In ‘Everyone Talking over Everyone Else’, guitars fly about like escaping gases, the tempo constantly shifting, drums getting a lead role and with only the occasional flicker of melody, I struggle to grasp everything that’s going on. ‘Forever Hurtling towards Andromeda’ presents me with a similar dilemma, the mathematical content in favour of melody overriding the urge for repeat plays. The two minute blizzard of colliding riffs that constitutes ‘Death is a Living Partner’ isn’t a particularly strong track for me either for its lack of hook.
But album highlight ‘1,000,000 Watts’ features a slow grinding and slippery groove with a creepy melody and multiple hooks. The undertow of guitars spider out, but are hidden under the propulsion of metallic riffs. As with Dillinger Escape Plan, it feels at times as if the band are all playing a different tune such is the complexity of the riffs and timing. For a fleeting moment, there is subsidence in the onslaught with the haunting interlude that is ‘II. The People’. A cut and paste telephonist interjects with random numbers and it’s actually quite unsettling.
A warning alarm guitar sound reaches over a smash-up of riffs, this is lead track ‘Synthetic Sun’ and Goose once again sounds like he’s having a (wrecking) ball with an astounding percussive show. Other album highlight ‘Reaction’ dabs the full palette of guitar sounds over an insistent buzz of a bassline that showcases Norma Jean’s ability to combine insane metallic carnage with melody and moments of tenderness. The lead guitar lines are truly stunning and wander off like ticker tape being flung from the edge of cliff.
The Ry Cooder-through-a-busted-amp cowboy slide guitar interlude that is ‘III. The Nebula’ sounds hideously out of place but is a welcome oasis in the harsh desert storm of Polar Similar. If Fugazi had displayed more metallic tendencies, the result would surely have been ‘The Close and Discontent’, which features a head nodding riff that an old fart like me can actually keep up with. One of the biggest hooks on the album comes in one of the chorus’s (there appear to be two) of ‘An Ocean of War’, a choppy track that crams more into its three minutes than seems physically possible.
There’s a hint of Deftones in the languid and rolling breakdown sections of ‘A Thousand Years a Minute’, the allowance of non-metallic influences adding to the music with dramatic effect. Final track ‘IV. The Nexus’ takes this ideology one step further over a sprawling ten minute soundscape. After a delicate elongated intro, the mid-section hits bloody and hard before the track ebbs and flows into post metal waters. I’d even go as far as to say there’s a nod to Godspeed with the final two minutes of ethereal textures and random samples.

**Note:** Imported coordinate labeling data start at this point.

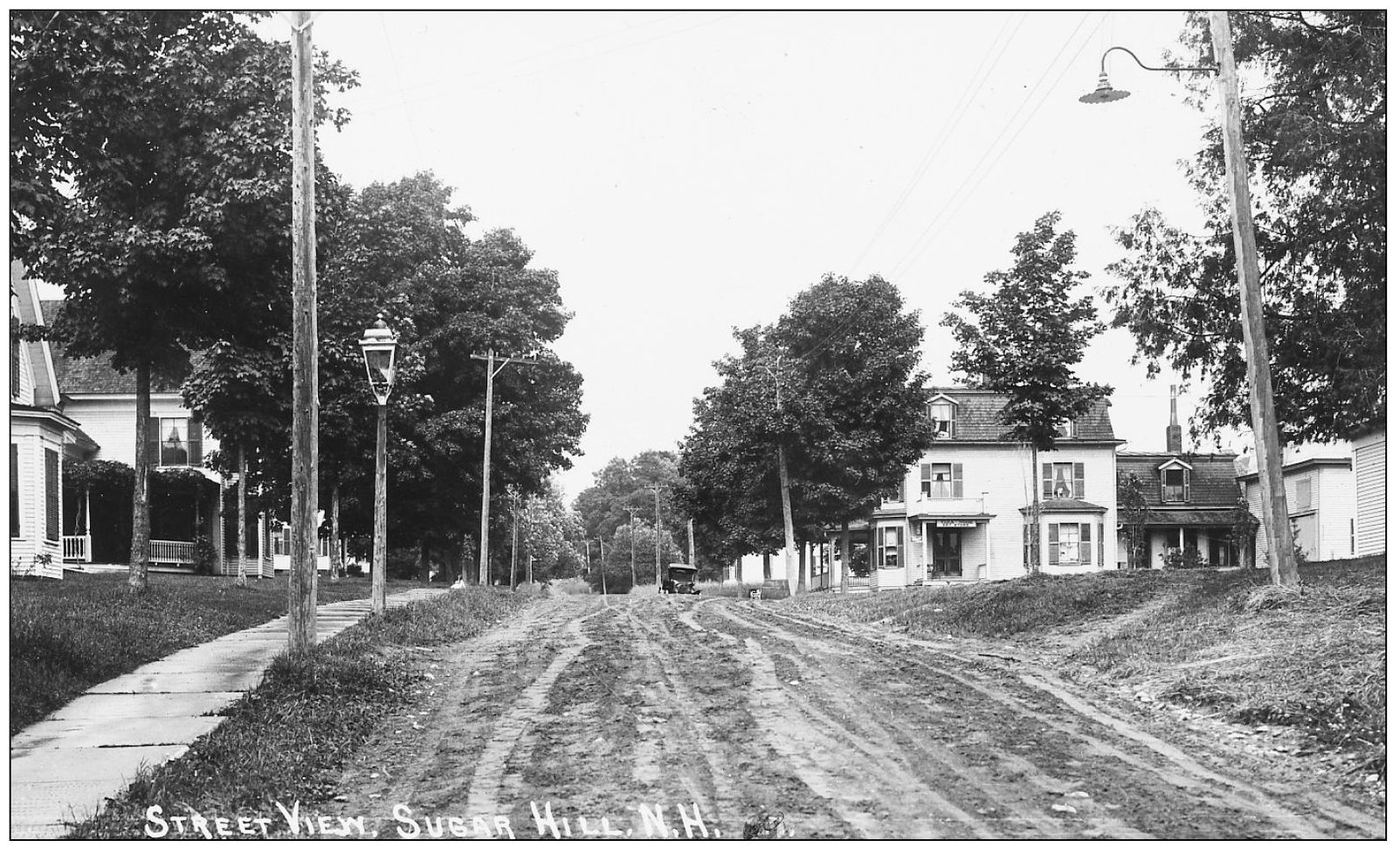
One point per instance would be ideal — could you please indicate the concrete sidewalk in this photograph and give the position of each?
(63, 768)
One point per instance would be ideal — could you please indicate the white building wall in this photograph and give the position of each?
(1333, 503)
(1369, 465)
(111, 422)
(1336, 499)
(31, 441)
(1005, 475)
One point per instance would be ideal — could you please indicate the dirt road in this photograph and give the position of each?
(666, 716)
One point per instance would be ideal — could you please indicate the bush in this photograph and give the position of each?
(1179, 557)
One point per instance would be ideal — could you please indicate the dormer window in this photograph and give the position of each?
(944, 413)
(1176, 482)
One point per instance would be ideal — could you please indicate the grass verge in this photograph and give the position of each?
(70, 635)
(287, 738)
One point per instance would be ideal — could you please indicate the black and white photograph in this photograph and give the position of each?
(714, 424)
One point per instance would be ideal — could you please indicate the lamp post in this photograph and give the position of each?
(1274, 506)
(378, 346)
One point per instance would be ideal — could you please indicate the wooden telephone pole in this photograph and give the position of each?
(1252, 306)
(301, 587)
(656, 492)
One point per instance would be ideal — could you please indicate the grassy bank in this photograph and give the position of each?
(73, 633)
(1218, 642)
(306, 720)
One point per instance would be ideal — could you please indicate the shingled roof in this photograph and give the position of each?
(95, 375)
(979, 416)
(1212, 478)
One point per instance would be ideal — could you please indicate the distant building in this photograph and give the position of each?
(1321, 490)
(962, 513)
(1368, 462)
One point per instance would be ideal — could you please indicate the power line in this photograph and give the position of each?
(921, 241)
(1008, 144)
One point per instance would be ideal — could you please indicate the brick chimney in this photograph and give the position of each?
(1174, 430)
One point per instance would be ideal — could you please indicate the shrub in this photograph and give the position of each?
(1179, 557)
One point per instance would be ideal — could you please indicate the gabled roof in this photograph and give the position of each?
(1212, 476)
(95, 375)
(979, 416)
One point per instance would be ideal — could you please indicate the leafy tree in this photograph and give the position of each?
(165, 132)
(1024, 341)
(624, 483)
(829, 395)
(1315, 132)
(617, 561)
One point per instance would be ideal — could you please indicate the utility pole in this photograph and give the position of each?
(656, 492)
(1272, 503)
(486, 451)
(603, 563)
(301, 587)
(631, 527)
(515, 533)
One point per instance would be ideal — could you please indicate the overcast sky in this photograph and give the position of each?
(691, 173)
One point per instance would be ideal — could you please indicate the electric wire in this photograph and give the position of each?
(952, 203)
(959, 109)
(1003, 151)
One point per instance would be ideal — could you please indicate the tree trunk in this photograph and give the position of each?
(1033, 554)
(338, 559)
(243, 517)
(789, 535)
(137, 578)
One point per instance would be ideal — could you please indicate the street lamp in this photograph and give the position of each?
(1107, 93)
(1263, 419)
(378, 346)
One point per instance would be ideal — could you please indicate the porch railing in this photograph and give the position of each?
(77, 547)
(164, 552)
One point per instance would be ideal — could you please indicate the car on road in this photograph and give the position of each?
(680, 578)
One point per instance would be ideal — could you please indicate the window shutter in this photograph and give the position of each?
(153, 440)
(197, 440)
(51, 494)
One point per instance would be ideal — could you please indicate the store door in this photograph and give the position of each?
(944, 554)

An outstanding end to an album bursting with energy, vitality and ultimately, brutality.
So I come away from Polar Similar with the intention of delving a little more into the band’s back catalogue, possibly even going as far as to adding them to the list of must-see bands. In all honesty, I can’t comment on where this album sits in terms of previous output, but if extending the fan base was part of the intention, they’ve succeeded in getting a plus one. This album had the same impact on me as the last Dillinger Escape Plan album, I was aware of the band and blown away by the sheer force and extremity of sounds within. If you haven’t given Norma Jean some of your time, this appears to be a good place to begin.